Why are we in such a rush to get back to “normal,” when people are dying of mistakes, poor treatment, lack of decent human compassion and conscientiousness?
Big jump here: How is it that being self-serving and self-righteous is so ingrained as to not care about the elderly, the dying, the vulnerable, or just each other in general?
Normal Never Was
I would wager that everyone is sick of hearing the phrase “new normal” (and we’re well beyond “unprecedented”). These things particularly bother me because I feel, as many do, that what was “normal” before should not have been. I don’t like to place “should”s on things, and I don’t do so lightly. I don’t believe in telling people how they should act or what they should do. It is neither my place to judge nor to mandate what people do.
But there are certain things that, as a society, just should happen – like basic common decency and compassion for all humans.
I’m not disparaging people wanting to get back to their regular activities and regular lives, per se. I, too, would love to go hear a symphony, lose myself and my troubles in the harmonies and the strings, and do so without worry of contracting a potentially fatal illness. I have absolutely no problem with businesses – people’s livelihoods – needing to open up and make money, so families can feed their children and pay for their necessities.

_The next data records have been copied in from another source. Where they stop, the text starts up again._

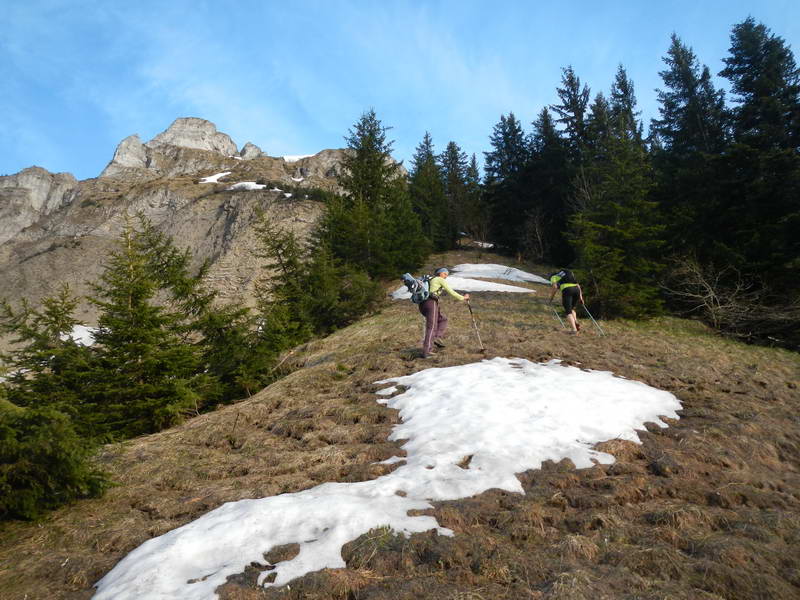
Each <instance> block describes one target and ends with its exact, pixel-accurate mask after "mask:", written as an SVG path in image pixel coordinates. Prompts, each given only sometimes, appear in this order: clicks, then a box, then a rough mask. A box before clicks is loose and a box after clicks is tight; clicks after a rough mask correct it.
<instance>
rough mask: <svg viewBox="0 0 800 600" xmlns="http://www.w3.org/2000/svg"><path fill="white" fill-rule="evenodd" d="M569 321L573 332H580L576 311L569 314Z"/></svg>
mask: <svg viewBox="0 0 800 600" xmlns="http://www.w3.org/2000/svg"><path fill="white" fill-rule="evenodd" d="M567 323H569V326H570V328H572V331H573V333H578V318H577V317H576V316H575V311H574V310H573V311H570V313H569V314H568V315H567Z"/></svg>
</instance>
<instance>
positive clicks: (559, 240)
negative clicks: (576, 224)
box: [527, 108, 575, 265]
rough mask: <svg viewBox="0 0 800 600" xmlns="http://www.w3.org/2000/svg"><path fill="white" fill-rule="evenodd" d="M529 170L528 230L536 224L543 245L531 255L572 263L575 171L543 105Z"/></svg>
mask: <svg viewBox="0 0 800 600" xmlns="http://www.w3.org/2000/svg"><path fill="white" fill-rule="evenodd" d="M528 169H529V180H530V182H531V192H532V196H531V198H532V199H531V202H530V204H529V206H528V208H527V212H528V219H529V225H528V229H529V231H530V230H531V227H533V226H535V227H536V228H537V229H536V231H539V232H540V233H539V234H538V235H537V238H536V239H537V240H539V241H538V244H539V245H540V248H539V249H538V252H536V251H533V249H529V255H530V256H531V257H532V258H535V259H538V260H545V261H548V262H551V263H556V264H562V265H566V264H570V263H571V262H572V259H573V256H572V249H571V248H570V247H569V244H568V242H567V239H566V237H565V232H566V231H567V224H568V221H569V217H570V215H571V213H572V203H571V202H570V198H569V196H570V192H571V190H572V181H573V179H574V176H575V171H574V168H573V166H572V164H571V163H570V161H569V155H568V148H567V144H566V143H565V141H564V140H563V139H562V138H561V136H560V135H559V133H558V131H557V130H556V127H555V123H554V121H553V117H552V115H551V114H550V111H549V110H547V108H543V109H542V110H541V112H540V113H539V116H538V118H537V119H536V121H534V122H533V133H532V134H531V160H530V164H529V166H528ZM529 245H530V244H529ZM537 254H538V256H537Z"/></svg>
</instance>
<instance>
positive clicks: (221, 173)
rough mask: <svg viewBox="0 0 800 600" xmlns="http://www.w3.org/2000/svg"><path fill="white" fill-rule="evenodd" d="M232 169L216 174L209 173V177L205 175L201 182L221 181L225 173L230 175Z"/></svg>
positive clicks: (215, 173) (203, 177) (227, 174)
mask: <svg viewBox="0 0 800 600" xmlns="http://www.w3.org/2000/svg"><path fill="white" fill-rule="evenodd" d="M230 174H231V172H230V171H223V172H222V173H215V174H214V175H209V176H208V177H203V178H202V179H201V180H200V183H219V180H220V179H221V178H223V177H225V175H230Z"/></svg>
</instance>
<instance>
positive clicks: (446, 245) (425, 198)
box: [408, 131, 453, 251]
mask: <svg viewBox="0 0 800 600" xmlns="http://www.w3.org/2000/svg"><path fill="white" fill-rule="evenodd" d="M408 180H409V186H408V188H409V189H408V191H409V195H410V197H411V203H412V205H413V207H414V212H416V213H417V215H419V219H420V223H421V225H422V231H423V233H424V234H425V235H426V236H427V237H428V239H430V240H431V241H432V242H433V247H434V248H435V249H436V250H439V251H442V250H448V249H450V248H451V247H452V241H453V240H452V236H451V235H450V232H449V230H450V219H451V215H450V213H449V211H448V206H447V198H446V197H445V188H444V183H443V178H442V173H441V170H440V169H439V165H438V163H437V161H436V154H435V152H434V149H433V140H432V139H431V136H430V134H429V133H428V132H427V131H426V132H425V136H424V137H423V138H422V141H421V142H420V143H419V145H418V146H417V148H416V150H415V151H414V156H412V158H411V171H410V172H409V177H408Z"/></svg>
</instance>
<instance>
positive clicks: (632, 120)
mask: <svg viewBox="0 0 800 600" xmlns="http://www.w3.org/2000/svg"><path fill="white" fill-rule="evenodd" d="M609 113H610V117H611V119H612V121H614V123H615V124H616V126H617V127H618V128H619V129H620V130H621V131H623V132H624V133H625V135H627V136H628V137H630V138H631V139H635V140H636V141H638V142H640V143H641V142H642V124H641V122H640V120H639V114H640V113H639V111H637V110H636V94H635V93H634V85H633V81H631V80H630V79H629V78H628V73H627V72H626V71H625V67H623V66H622V65H619V66H618V67H617V73H616V75H615V76H614V83H613V84H612V85H611V99H610V102H609Z"/></svg>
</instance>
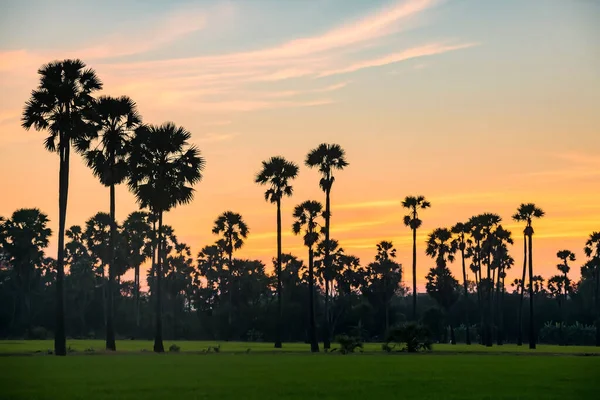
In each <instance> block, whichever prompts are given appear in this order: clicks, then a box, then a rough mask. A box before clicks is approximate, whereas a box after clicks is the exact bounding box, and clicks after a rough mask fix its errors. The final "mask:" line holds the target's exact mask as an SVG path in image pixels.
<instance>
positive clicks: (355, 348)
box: [335, 335, 362, 354]
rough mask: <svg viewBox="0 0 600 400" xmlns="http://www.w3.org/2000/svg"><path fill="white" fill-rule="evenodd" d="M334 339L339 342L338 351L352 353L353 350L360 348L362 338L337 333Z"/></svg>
mask: <svg viewBox="0 0 600 400" xmlns="http://www.w3.org/2000/svg"><path fill="white" fill-rule="evenodd" d="M335 341H336V342H338V343H339V344H340V353H342V354H348V353H354V350H356V349H361V350H362V340H361V339H360V338H359V337H357V336H348V335H338V336H336V338H335Z"/></svg>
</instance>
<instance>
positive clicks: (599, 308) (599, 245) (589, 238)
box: [582, 232, 600, 346]
mask: <svg viewBox="0 0 600 400" xmlns="http://www.w3.org/2000/svg"><path fill="white" fill-rule="evenodd" d="M583 251H584V253H585V255H586V256H587V257H588V258H589V259H590V260H589V261H588V262H587V269H588V271H589V270H591V272H592V275H593V279H594V300H595V306H594V308H595V314H596V316H595V317H596V318H595V325H596V346H600V232H592V233H591V234H590V237H589V238H588V240H587V241H586V242H585V247H584V249H583ZM582 275H583V269H582Z"/></svg>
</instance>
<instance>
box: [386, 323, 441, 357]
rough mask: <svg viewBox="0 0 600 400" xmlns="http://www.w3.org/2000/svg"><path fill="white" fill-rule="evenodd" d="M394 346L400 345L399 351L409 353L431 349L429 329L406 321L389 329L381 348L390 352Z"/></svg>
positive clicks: (391, 350)
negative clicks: (381, 347)
mask: <svg viewBox="0 0 600 400" xmlns="http://www.w3.org/2000/svg"><path fill="white" fill-rule="evenodd" d="M396 346H398V347H400V351H407V352H409V353H416V352H418V351H425V350H431V338H430V332H429V329H427V328H426V327H425V326H423V325H420V324H417V323H414V322H408V323H405V324H403V325H401V326H399V327H396V328H392V329H390V331H389V332H388V333H387V335H386V340H385V343H384V344H383V346H382V349H383V350H384V351H387V352H391V351H392V350H394V349H395V348H396Z"/></svg>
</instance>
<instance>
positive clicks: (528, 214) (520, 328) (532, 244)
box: [512, 203, 544, 349]
mask: <svg viewBox="0 0 600 400" xmlns="http://www.w3.org/2000/svg"><path fill="white" fill-rule="evenodd" d="M543 216H544V211H542V209H541V208H539V207H536V205H535V204H533V203H527V204H525V203H523V204H521V205H520V206H519V208H518V209H517V212H516V213H515V214H514V215H513V217H512V218H513V220H515V221H517V222H525V223H526V225H525V229H524V230H523V244H524V250H523V254H524V259H523V287H524V286H525V268H526V263H525V259H526V258H527V256H528V258H529V348H530V349H535V341H536V339H535V332H534V330H535V324H534V319H533V254H532V251H533V233H534V232H533V226H532V225H531V222H532V220H533V218H542V217H543ZM523 291H524V288H522V289H521V301H520V306H519V330H521V329H522V327H521V321H522V317H523V315H522V314H523V310H522V309H523ZM519 339H520V340H519ZM519 344H522V334H520V335H519V338H518V342H517V345H519Z"/></svg>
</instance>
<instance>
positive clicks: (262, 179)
mask: <svg viewBox="0 0 600 400" xmlns="http://www.w3.org/2000/svg"><path fill="white" fill-rule="evenodd" d="M297 175H298V165H296V164H295V163H293V162H291V161H288V160H286V159H285V158H283V157H271V158H270V159H269V160H267V161H263V162H262V169H261V171H260V172H259V173H258V175H257V176H256V182H257V183H259V184H261V185H267V186H268V187H269V188H268V189H267V191H266V192H265V200H267V201H270V202H271V203H275V204H276V205H277V266H276V271H277V336H276V337H275V348H276V349H280V348H281V329H282V305H281V199H282V198H283V196H288V197H289V196H291V195H292V193H293V188H292V185H291V184H290V181H291V180H293V179H295V178H296V176H297Z"/></svg>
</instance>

But what worries me is whether going ‘back to normal’ or making ‘new normal’ adjustments will perpetuate the kinds of incidents listed at the beginning of this post. I have heard calls from several people in the news and on social media for preventing us from going back to these kinds of normal, that we all learn to be more caring and compassionate, that we look after each other better.
Can we do it? Maybe then, things can be “normal.”